And a few more Portland-set crime novels….
- Phillip Margolin’s Worthy Brown’s Daughter (2014) is a historical crime novel, set in nineteenth-century Oregon. There are only a few lawyers in the newly minted state and most of them want no part of helping Worthy Brown, a newly freed slave, rescue his daughter, Roxanne, from their former master, a powerful Portland lawyer. Matthew Penny does and the encounters include notorious ‘hanging judges’, corrupt businessmen and a wealth of early Oregon characters.
- Rob Hart’s five book Ash McKenna series features a PI with a highly questionable moral compass who also moves around a lot. The second book in the series, City of Rose (2016) sees McKenna getting out of New York for Portland to take a job as a bouncer in a vegan strip club (where else would have a vegan strip club!). It doesn’t require too many fights but when a dancer’s daughter goes missing Ash meets the city’s most ruthless drug cartel. He doesn’t know Portland and the reader learns the city’s underworld geography along with Ash.

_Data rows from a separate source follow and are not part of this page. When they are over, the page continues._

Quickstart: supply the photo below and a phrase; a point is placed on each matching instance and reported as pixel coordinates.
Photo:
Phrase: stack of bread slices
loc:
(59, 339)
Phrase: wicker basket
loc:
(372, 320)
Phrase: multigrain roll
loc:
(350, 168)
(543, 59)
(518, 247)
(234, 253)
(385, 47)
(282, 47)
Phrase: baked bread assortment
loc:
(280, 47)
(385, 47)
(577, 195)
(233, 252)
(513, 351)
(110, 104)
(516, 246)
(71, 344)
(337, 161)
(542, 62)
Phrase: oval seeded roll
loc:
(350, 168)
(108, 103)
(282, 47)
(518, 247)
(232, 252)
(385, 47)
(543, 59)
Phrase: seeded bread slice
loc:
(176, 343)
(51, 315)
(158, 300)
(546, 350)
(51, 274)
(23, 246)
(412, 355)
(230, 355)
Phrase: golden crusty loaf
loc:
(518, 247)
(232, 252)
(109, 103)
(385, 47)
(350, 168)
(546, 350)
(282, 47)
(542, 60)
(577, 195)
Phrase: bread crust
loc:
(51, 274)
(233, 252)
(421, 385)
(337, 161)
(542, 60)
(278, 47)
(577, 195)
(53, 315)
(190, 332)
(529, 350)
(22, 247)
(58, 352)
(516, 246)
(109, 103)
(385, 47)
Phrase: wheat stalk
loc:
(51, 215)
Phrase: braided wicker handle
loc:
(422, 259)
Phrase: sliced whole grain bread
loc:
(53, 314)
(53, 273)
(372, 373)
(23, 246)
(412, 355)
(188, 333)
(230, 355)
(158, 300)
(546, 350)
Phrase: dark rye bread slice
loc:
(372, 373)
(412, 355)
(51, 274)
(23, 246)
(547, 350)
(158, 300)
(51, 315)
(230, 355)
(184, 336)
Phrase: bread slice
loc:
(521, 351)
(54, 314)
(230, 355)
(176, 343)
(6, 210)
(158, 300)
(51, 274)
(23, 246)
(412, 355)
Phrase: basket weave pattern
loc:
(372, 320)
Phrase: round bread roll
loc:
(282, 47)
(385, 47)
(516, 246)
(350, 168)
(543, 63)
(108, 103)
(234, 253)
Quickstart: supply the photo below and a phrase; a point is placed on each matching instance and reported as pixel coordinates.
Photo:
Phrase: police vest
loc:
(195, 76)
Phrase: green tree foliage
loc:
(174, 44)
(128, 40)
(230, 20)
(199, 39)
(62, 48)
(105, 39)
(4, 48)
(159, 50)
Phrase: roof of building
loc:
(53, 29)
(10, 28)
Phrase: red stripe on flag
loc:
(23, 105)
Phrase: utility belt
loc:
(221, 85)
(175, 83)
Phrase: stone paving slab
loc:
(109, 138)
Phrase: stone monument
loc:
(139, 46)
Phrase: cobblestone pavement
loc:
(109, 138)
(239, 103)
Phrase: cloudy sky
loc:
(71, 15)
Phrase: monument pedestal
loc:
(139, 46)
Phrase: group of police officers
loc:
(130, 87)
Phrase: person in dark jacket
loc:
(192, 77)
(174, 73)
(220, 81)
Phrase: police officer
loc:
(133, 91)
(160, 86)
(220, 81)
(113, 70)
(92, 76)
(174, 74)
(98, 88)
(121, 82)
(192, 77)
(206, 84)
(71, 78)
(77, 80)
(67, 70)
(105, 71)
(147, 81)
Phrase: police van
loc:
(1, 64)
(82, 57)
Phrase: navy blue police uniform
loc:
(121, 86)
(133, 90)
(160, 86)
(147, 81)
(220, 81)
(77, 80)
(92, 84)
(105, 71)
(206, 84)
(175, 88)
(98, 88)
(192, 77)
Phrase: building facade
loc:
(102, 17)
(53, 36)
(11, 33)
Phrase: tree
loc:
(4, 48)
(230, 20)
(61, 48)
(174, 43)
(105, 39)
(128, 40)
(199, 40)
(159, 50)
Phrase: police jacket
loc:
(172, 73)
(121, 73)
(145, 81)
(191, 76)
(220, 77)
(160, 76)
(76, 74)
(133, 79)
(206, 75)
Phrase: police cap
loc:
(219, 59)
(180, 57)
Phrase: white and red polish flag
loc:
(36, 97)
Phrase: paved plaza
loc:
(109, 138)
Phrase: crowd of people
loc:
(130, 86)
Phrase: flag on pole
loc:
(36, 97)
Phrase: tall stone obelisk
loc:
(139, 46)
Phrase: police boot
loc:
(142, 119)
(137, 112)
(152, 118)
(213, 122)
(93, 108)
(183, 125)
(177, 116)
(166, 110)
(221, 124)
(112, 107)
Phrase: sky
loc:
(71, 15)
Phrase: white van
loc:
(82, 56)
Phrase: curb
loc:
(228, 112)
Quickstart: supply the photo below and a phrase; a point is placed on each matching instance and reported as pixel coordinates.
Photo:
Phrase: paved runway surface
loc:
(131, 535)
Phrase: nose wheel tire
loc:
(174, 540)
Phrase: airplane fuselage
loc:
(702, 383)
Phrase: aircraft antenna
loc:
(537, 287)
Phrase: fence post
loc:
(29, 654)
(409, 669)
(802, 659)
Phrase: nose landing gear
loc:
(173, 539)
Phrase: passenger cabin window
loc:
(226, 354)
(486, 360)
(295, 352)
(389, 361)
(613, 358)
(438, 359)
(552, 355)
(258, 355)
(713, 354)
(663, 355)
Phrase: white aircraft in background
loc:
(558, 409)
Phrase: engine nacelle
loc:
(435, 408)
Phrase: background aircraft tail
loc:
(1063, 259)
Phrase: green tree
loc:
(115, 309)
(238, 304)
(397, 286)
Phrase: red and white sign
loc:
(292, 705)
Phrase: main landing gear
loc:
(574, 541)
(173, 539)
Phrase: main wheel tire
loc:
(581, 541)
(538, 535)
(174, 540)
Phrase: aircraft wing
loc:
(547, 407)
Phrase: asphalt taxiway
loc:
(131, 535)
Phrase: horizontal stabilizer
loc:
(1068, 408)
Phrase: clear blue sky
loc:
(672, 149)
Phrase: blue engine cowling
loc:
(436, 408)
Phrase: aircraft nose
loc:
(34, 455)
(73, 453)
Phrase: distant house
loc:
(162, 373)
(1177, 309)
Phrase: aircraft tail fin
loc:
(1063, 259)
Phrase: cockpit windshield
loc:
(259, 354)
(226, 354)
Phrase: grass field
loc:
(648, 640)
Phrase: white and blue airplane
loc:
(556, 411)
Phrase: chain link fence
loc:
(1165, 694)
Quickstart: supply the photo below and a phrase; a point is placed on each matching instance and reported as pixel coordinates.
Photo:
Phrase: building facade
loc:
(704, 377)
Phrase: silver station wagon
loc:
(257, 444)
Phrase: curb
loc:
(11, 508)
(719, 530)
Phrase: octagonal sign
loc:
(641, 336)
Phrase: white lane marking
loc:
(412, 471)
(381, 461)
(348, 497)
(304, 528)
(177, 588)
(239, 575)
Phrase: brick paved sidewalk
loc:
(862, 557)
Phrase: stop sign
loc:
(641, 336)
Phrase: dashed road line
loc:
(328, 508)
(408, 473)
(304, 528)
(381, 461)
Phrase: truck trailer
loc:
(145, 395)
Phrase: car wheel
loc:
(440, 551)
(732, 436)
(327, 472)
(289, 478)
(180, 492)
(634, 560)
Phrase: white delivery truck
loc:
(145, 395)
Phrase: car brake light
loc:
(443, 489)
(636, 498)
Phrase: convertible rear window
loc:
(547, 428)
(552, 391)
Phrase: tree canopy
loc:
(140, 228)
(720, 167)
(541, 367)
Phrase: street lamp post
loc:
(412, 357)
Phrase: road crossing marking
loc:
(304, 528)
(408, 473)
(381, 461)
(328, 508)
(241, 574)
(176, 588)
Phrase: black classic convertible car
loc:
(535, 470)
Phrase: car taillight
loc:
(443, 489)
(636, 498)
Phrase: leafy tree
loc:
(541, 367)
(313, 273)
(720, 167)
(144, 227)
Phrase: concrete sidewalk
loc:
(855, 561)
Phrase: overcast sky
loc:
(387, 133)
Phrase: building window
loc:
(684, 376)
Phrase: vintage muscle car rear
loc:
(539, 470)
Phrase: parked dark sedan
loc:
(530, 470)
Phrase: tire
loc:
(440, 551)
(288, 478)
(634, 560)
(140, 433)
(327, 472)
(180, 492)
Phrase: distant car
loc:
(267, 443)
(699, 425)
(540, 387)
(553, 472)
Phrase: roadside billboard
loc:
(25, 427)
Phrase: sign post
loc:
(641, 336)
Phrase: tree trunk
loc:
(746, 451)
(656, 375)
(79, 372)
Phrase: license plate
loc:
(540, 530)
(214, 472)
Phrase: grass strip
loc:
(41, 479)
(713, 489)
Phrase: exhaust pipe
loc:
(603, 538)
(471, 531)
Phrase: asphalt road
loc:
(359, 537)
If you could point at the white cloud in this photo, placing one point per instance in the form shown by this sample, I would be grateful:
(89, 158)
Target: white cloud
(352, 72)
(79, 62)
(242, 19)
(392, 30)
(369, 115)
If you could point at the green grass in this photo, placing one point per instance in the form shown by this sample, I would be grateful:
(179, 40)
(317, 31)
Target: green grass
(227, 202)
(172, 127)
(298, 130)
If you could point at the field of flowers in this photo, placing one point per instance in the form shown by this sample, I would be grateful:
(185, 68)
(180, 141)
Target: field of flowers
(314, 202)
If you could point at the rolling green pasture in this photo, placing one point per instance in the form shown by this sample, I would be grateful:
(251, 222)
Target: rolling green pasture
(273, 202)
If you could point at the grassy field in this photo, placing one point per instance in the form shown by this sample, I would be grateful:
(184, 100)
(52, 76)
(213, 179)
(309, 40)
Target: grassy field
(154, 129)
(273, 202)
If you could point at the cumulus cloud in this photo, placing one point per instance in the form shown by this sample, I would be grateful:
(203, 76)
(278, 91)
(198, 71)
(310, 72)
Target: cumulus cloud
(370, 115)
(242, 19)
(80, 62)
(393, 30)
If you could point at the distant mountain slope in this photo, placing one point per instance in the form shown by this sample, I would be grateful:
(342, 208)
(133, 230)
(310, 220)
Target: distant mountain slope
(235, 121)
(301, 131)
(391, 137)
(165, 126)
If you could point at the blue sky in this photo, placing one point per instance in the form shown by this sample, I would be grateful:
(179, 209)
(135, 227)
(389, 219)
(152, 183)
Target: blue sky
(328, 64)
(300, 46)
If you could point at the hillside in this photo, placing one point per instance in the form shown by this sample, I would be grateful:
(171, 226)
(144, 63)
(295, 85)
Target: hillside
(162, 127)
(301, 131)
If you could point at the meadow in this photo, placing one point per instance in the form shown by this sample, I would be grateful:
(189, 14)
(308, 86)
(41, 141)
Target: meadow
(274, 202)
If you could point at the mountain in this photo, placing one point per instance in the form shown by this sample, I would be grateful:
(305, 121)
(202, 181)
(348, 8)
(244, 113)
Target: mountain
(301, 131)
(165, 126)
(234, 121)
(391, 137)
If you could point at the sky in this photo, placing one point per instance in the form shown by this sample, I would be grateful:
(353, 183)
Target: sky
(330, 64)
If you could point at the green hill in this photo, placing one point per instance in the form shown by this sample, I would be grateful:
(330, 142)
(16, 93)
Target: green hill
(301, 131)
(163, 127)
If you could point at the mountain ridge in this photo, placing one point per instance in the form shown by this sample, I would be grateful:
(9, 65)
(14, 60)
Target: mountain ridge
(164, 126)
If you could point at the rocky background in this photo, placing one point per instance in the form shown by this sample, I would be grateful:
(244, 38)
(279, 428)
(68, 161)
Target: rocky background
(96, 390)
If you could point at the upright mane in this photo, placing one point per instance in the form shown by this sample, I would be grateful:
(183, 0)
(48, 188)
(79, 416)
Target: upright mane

- Pacific Northwest writer Jeff Johnson’s Lucky Supreme trilogy (Lucky Supreme; A Long Lazy Burn; and The Animals After Midnight) all take place in Portland’s rapidly gentrifying Old Town, home to the Lucky Supreme tattoo parlour and body ink artist Darby Holland who gets himself mixed up in some pretty wild and noir-y adventures on the dark side of the city.
And finally, we have to mention the great Portland-based author (and musician) Willy Vlautin. Vlautin’s first two books, The Motel Life (2006) and Northline (2008) were both centred around Vlautin’s birth place of Reno but his third novel, Lean on Pete (2010), brought it all to Portland—different location but same bleak yet empathetic view of the downside of the American dream. All great books. But if you want a driving, gripping literary 48 hours in the life of marginal struggling Portland forced into crime to survive and moving from broken down houses to the newly gentrified Pearl District by way of some desolate industrial zones then you need to read The Night Always Comes (2021). Lynette is working two low-paid jobs, trying to take part-time college classes, look after her brother who has learning difficulties and support her mum. That she managed to save a dime, let alone a few thousand, is amazing, even if she has done some things she’d rather not admit to. But she dreams of owning her own home, finding some stability in a Portland where the cost of everything just seems to be heading skywards and out of her reach. Then an opportunity to turn her luck around presents itself and Vlautin delivers an incredible blend of social commentary on contemporary Portland and a crime thriller. It’s not the Portland tourism bureau wants to show you but despite the passage of time and the supposed makeovers of the city it’s not a million miles from the of Kent Anderson’s Night Dogs or even Don Carpenter’s Hard Rain Falling from over a half century ago.